Richard Gary Brautigan (1935–1984) was an American postmodern writer and poet popular in Japan, whose creative activity was greatly influenced by Japanese literature and culture. His prose works, inspired by travels to Japan, are: “Sombrero Fallout: A Japanese Novel”, and a collection of 131 very short stories, “The Tokyo–Montana Express”. In May and June of 1976, during his first trip to Japan, Brautigan created a cycle of seventy-seven poems in prose dedicated to this journey – “June 30th, June 30th”, in the introduction to which he
explained the emergence of interest in Japanese culture by how he had felt as a child about a relative who had participated in World War II. This paper examines the images of Japan that push the poet towards introspection and reflection and can be metaphorically understood as a travel inside one’s own self, as a way to self-awareness.
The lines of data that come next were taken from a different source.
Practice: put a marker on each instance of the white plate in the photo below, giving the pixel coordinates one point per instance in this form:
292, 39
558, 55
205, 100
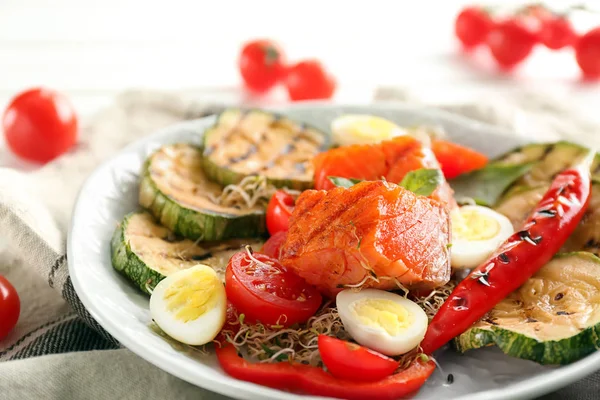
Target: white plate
111, 192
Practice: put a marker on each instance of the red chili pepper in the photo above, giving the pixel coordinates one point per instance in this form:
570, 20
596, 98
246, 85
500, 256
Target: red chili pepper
315, 381
524, 253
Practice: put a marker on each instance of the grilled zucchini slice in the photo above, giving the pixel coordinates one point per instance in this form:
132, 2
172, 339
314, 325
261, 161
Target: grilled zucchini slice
176, 191
554, 318
550, 159
145, 252
255, 142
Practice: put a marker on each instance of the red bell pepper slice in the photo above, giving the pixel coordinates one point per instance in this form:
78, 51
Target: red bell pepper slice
550, 224
315, 381
455, 159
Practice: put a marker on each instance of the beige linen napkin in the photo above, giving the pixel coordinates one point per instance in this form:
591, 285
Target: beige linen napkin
35, 211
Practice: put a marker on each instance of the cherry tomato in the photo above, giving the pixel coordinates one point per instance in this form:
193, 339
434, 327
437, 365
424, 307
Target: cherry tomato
279, 211
456, 159
308, 80
273, 245
510, 42
266, 291
587, 52
472, 26
10, 307
39, 125
346, 360
557, 33
261, 65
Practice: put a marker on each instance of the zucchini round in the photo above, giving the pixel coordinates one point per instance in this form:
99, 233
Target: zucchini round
518, 205
554, 318
550, 159
587, 234
146, 252
176, 191
244, 143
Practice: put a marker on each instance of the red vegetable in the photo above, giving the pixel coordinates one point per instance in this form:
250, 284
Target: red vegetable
391, 159
557, 32
268, 292
10, 307
315, 381
272, 246
456, 159
472, 26
39, 125
510, 42
261, 65
279, 210
587, 52
309, 80
346, 360
520, 256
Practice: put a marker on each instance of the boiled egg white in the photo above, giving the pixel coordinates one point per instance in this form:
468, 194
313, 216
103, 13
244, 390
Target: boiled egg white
190, 305
363, 129
382, 321
477, 232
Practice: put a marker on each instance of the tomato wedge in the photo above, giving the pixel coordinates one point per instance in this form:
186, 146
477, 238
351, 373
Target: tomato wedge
350, 361
266, 291
272, 246
279, 211
315, 381
456, 159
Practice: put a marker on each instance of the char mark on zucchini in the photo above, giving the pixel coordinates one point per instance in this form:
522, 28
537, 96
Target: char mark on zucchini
244, 143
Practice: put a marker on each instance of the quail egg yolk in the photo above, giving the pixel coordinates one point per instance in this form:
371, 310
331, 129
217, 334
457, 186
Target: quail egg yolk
192, 295
473, 225
384, 314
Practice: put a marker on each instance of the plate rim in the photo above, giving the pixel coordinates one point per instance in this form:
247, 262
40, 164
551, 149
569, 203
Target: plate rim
533, 387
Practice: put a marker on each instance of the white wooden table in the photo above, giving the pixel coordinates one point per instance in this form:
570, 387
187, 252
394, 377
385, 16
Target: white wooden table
92, 50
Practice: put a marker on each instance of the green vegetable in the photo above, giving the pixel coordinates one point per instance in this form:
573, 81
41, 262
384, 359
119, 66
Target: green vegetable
175, 190
487, 185
244, 143
552, 319
422, 181
145, 252
343, 182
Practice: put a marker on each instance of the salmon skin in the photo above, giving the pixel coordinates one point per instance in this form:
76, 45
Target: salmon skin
390, 160
368, 234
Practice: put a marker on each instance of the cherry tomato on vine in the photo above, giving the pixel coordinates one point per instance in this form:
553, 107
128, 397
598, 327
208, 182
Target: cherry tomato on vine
472, 26
557, 33
263, 290
39, 125
350, 361
261, 65
279, 211
510, 42
308, 80
587, 53
10, 307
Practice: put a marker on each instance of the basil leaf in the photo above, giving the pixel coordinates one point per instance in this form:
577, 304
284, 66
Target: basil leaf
422, 181
343, 182
487, 185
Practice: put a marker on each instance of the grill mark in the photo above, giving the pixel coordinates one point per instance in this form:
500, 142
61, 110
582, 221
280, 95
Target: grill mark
324, 204
251, 151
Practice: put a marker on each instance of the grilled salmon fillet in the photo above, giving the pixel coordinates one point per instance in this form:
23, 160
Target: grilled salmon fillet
369, 234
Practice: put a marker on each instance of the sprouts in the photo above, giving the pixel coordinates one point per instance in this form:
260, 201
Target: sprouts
252, 191
299, 342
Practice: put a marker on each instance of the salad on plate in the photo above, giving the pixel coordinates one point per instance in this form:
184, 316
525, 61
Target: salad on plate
337, 263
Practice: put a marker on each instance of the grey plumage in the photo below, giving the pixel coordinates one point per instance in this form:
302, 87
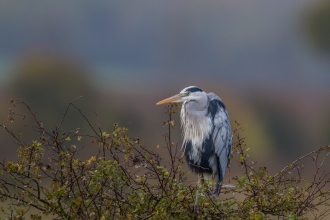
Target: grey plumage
206, 133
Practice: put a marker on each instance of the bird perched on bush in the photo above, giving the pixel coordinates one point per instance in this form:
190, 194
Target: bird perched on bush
206, 133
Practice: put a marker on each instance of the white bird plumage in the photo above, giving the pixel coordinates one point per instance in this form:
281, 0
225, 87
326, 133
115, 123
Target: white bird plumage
206, 133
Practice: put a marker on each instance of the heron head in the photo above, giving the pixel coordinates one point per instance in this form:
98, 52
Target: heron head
189, 93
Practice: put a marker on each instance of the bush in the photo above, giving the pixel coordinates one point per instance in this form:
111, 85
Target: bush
126, 180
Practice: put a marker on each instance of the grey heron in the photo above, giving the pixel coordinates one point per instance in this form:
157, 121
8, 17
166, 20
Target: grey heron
206, 133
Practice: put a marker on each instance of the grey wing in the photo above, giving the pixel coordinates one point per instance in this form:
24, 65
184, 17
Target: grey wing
221, 135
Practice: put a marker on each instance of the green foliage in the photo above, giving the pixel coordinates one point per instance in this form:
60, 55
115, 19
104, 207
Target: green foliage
125, 180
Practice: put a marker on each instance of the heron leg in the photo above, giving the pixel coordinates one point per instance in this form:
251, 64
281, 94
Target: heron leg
200, 180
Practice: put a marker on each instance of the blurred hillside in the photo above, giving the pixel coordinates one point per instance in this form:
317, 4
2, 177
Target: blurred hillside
124, 57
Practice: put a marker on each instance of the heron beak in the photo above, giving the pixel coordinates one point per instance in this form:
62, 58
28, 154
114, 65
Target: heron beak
176, 98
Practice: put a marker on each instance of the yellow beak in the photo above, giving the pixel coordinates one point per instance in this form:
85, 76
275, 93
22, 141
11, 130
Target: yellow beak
175, 98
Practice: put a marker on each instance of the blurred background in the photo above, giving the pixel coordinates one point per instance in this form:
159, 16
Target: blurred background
269, 61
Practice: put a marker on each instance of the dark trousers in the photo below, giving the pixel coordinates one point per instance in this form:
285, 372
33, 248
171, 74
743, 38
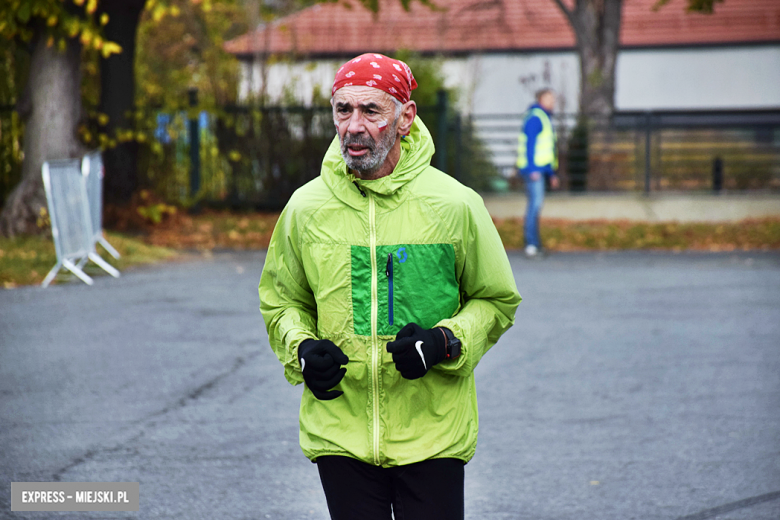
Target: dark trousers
427, 490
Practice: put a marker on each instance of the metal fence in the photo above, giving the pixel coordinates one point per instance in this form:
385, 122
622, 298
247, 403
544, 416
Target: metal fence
653, 151
255, 157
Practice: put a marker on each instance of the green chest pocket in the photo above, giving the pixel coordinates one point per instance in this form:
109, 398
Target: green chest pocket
415, 283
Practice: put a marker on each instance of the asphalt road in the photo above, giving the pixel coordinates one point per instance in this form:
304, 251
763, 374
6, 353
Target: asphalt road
633, 385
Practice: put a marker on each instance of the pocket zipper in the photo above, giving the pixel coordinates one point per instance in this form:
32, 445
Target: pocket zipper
389, 273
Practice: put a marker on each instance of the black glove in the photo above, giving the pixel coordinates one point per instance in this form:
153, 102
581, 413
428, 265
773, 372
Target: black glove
415, 350
321, 362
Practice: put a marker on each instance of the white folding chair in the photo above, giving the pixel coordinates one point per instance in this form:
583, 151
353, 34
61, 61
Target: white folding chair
71, 225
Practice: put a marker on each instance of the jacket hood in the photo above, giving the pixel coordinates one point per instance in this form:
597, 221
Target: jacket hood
417, 148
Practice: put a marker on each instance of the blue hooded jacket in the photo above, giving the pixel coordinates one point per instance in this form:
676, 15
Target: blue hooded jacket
532, 129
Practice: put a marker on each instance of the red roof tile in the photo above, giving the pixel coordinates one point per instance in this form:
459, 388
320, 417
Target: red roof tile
499, 25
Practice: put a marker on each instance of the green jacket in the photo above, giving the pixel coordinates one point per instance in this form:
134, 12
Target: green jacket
355, 269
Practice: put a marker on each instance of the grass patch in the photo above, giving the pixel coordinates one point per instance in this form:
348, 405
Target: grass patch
563, 235
213, 229
26, 260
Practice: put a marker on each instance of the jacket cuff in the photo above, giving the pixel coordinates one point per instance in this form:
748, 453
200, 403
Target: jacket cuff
292, 366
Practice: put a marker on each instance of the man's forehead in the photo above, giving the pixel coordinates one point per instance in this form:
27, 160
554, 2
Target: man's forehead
360, 95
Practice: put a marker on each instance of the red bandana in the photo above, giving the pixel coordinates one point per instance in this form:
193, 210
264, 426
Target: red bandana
378, 71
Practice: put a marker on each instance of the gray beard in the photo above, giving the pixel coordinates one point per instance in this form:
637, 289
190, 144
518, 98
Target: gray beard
377, 151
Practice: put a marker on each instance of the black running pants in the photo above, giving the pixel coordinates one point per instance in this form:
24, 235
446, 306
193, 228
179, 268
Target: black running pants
427, 490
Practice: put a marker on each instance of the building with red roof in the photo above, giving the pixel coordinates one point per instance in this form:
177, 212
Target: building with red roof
499, 52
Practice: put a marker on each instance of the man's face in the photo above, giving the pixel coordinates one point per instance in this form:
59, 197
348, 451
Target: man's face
547, 101
367, 126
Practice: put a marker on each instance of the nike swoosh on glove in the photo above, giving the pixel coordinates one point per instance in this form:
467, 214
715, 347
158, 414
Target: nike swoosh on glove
321, 362
415, 350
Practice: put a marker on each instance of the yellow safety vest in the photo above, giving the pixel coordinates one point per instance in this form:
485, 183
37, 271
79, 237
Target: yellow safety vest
544, 151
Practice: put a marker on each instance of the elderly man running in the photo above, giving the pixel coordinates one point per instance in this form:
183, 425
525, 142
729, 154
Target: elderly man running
384, 284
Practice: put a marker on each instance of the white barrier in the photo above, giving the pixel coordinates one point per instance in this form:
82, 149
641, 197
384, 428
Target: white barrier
71, 221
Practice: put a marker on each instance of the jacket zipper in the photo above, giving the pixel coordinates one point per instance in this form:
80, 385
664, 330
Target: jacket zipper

Themes, ideas, artistic devices and literary techniques, allusions to Japanese poetry, as well as the influence of Zen Buddhism and haibun literary form on Brautigan’s poetic experiments are analyzed. The writer’s poems of the Japanese cycle are discussed with regard to the references in his work to Japanese medieval literature, the aesthetics of which he combines with postmodern tendencies. The postmodern image of the lyrical character, who acutely feels his loneliness, comes to the forefront; for him, Japan for the first time shifts from the realm of fantasy to the realm of actual experience, which pushes the poet towards introspection. Postmodernism in this collection of poetry is manifested in the fact that the personality of the protagonist is a reflective project, and the
images of Japan are depicted as catalysts for this reflection. The collection is characterized by such techniques as intertextuality; fragmentation; removal of boundaries between reality and illusion; irony, allegory, symbolism of images, and use of hybrid genres. At the same time, allusions to Japanese literature are in the diary structure (a travel journal) of the poetry collection, partly reminiscent of haibun, partly – of zuihitsu; as well as in references to a number of traditional images from haiku by poets Bashō Matsuo and Kobayashi Issa (a frog, a crow, a dewdrop world), which sometimes acquire new interpretations from Brautigan.